Inka ne s’en rendait pas compte à l’époque. Pour cette petite fille née en Allemagne, la vie dans cette organisation, couramment appelée communauté Friedrichshof, était au départ semblable à la vie qu’elle imaginait dans une ferme. Mais elle est devenue déroutante, voire effrayante. « Nous étions placées dans des unités familiales, avec un certain nombre d’enfants et une poignée d’adultes qui s’occupaient de nous », raconte-t-elle. « Sur le plan émotionnel, j’étais seule. Parce que même s’il y avait beaucoup de monde, il n’y avait jamais une seule personne vers qui se tourner quand on ne se sentait pas bien ».


Des parents de substitution
Muehl croyait que la monogamie et les cellules familiales nucléaires étouffaient le développement humain et il a séparé les enfants de leur mère et de leur père. Les enfants avaient donc un parent de substitution qui changeait périodiquement de sorte que les liens affectifs ne pouvaient pas se former.
Quand Inka a sympathisé avec un autre petit garçon, ils ont été punis. « On nous a accusés d’avoir une relation, alors que nous n’avions que cinq ans », se souvient-elle. Et quand elle se rapprochait trop de l’une de ses mères de substitution, elle était placée dans un autre groupe. Au cours de ses huit années dans la communauté, Inka a ainsi eu au moins cinq mères et pères de substitution.
« Quiconque n’était pas d’accord avec les règles était ridiculisé ou humilié » relate-t-elle. « Otto Muehl était au mieux un personnage autoritaire, dédaigneux et condescendant, au pire cruel et abusif ».
Ce chef autoproclamé croyait que les problèmes de la société étaient causés par une sexualité réprimée. Il interdisait l’homosexualité et les relations affectives ou amoureuses. Des adolescentes étaient forcées d’avoir des relations sexuelles avec lui. Et les enfants étaient exposés aux ébats de leurs mères de substitution. La nudité était « normale » et Inka se souvient qu’on lui demandait de toucher des adultes nus.
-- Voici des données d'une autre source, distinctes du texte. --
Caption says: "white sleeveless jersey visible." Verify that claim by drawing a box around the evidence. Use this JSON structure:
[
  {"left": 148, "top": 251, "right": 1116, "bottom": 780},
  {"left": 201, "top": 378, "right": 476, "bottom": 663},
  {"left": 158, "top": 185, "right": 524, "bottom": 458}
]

Après l’école, il y avait un rituel quotidien au cours duquel les comportements des jeunes étaient contrôlés par Otto Muehl et des supérieurs hiérarchiques. « Chacun portait un numéro, Otto était le numéro un et sa femme le numéro deux… On discutait de nos actions. Si ce que vous faisiez était considéré comme mauvais, vous étiez rétrogradé dans la hiérarchie » explique Inka qui essayait « de tout faire correctement pour ne pas être mise de côté ». Avec du recul, elle dit avoir « subi un lavage de cerveau ».


La secte disloquée en 1991
Dans ses souvenirs, « l’ambiance est devenue de plus en plus dépravée et les victimes de Muehl de plus en plus jeunes ». En 1991, il a été reconnu coupable d’abus sexuels sur mineurs et condamné à sept ans de prison. La communauté s’est alors disloquée. La mère d’Inka est venue la chercher et l’a emmenée dans un pensionnat à Berlin. La jeune femme a déménagé aux États-Unis en 2006 et vit depuis à Los Angeles. Otto Muehl est, lui, décédé en 2013. « J’ai ressenti un grand soulagement… Je ne m’attendais pas à avoir cette réaction, j’ai réalisé à quel point j’étais en colère » confie-t-elle. Il a fallu des années à Inka pour comprendre ses « problèmes d’attachement », vaincre l’anxiété et laisser aller sa libido sans se dire « c’est dégoûtant ». Si elle veut se tourner vers l’avenir, elle n’en oublie pas moins ce passé au sein de l’AAO. Avec d’autres anciens membres, elle demande réparation. Surtout que les œuvres de Muehl ont été récemment vendues pour des millions de dollars.